Writing is the only thing I've ever been good at. Actually scratch that, that's a lame cliché and worst of all its a lie. I'm good at a lot of things. in fact that's the problem. Once I've cracked how to do something, there's no satisfaction in actually getting there. I'm bored easily and boredom is physically painful. So writing, I suppose with my dyslexia writing is the only thing that constantly challenges me, my taste constantly outpacing my skill. I love it.
Perhaps I've been procrastinating, I've recently done a lot of reading about ADHD and if I could get it together for long enough I would probably chase a diagnosis. catch 22. but doing has been making think about procrastination. Thinking about thinking. I've noticed that I tend to put of tasks if I don't know exactly the process of getting it done. it seems I need to imagine the task in its entirety for me too even countenance starting it. That's not to say the tasks ever follow that plan. but tasks I have to do and there's just a jumble with a question mark in my brain. Its seems I wont even allow my self to sit down and think about thinking about them. The really frustrating thing is knowing that if I did just sit down and start, they'd be done, or at least id be able to see the how to do it.
I've missed blogging, about as low stakes as you can get. you can say anything because no ones going to read this especially not here on tumblr. But there's enough of a chance that someone might that i care about being semi coherent.

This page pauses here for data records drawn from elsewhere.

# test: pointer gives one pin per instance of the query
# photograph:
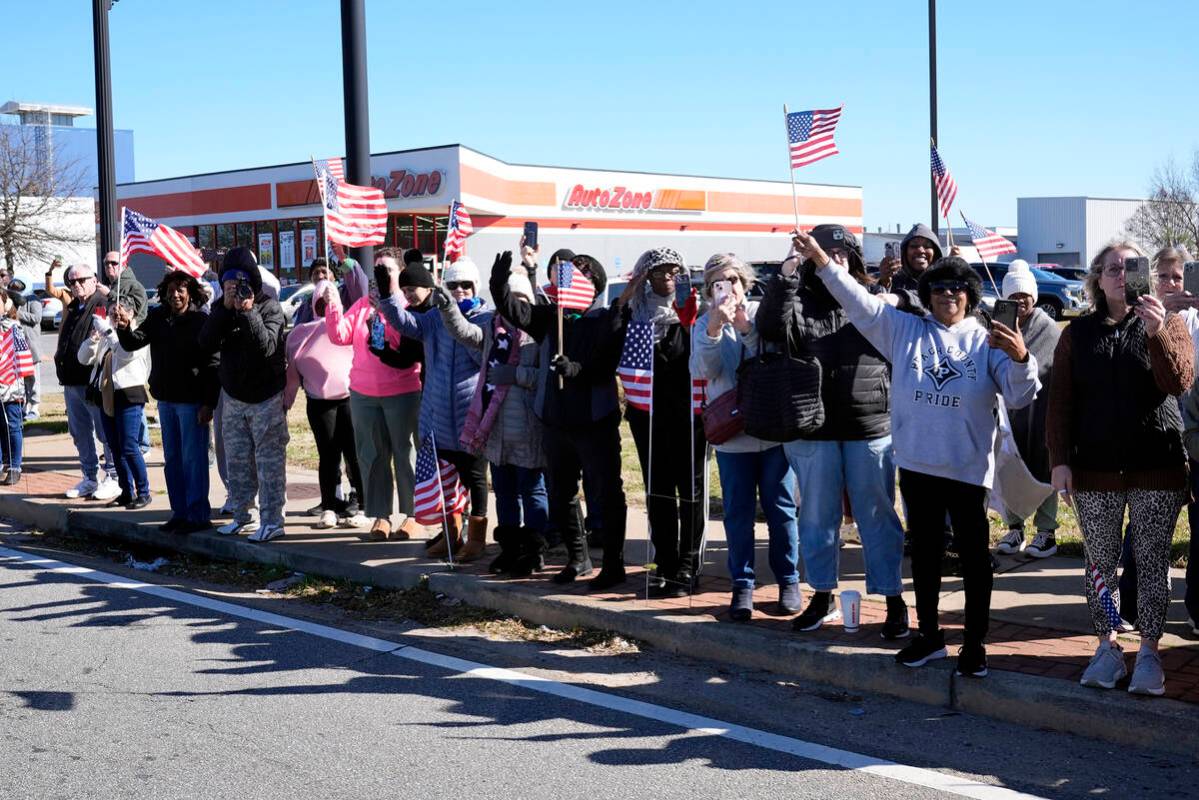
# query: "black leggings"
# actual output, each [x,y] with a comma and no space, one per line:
[333,432]
[928,500]
[473,474]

god I hope this is it now, the doom scrolling finally has lost its lustre. I'm not making any promises about writing more. Even if I do it'll more of this drivel. BUT its got to better than having my soul sucked out of my eyes in exchange for tiny hits of dopamine squeezed out using cynically coded fruit machine game mechanics by amoral bastards that didn't care they were making the human experience more shitty for everyone. After fourteen months of replacing my phone with spunking words into the ether  if I can come up with one turn of phrase, one sentence I can be proud of I will have had more concrete worth than that time in my phone.
until then, if you actually got this far, thank you. Don't feel bad if your not where I am with my phone, or are using it to avoid some shitty thing in your life. Do what you need to do to get through. And if you are struggling, using tumblr to distract from whatever ugly demon is sitting on your chest. You've made a friend. I’m here. hi, your doing great. hold on. You’ll get through this. We all will.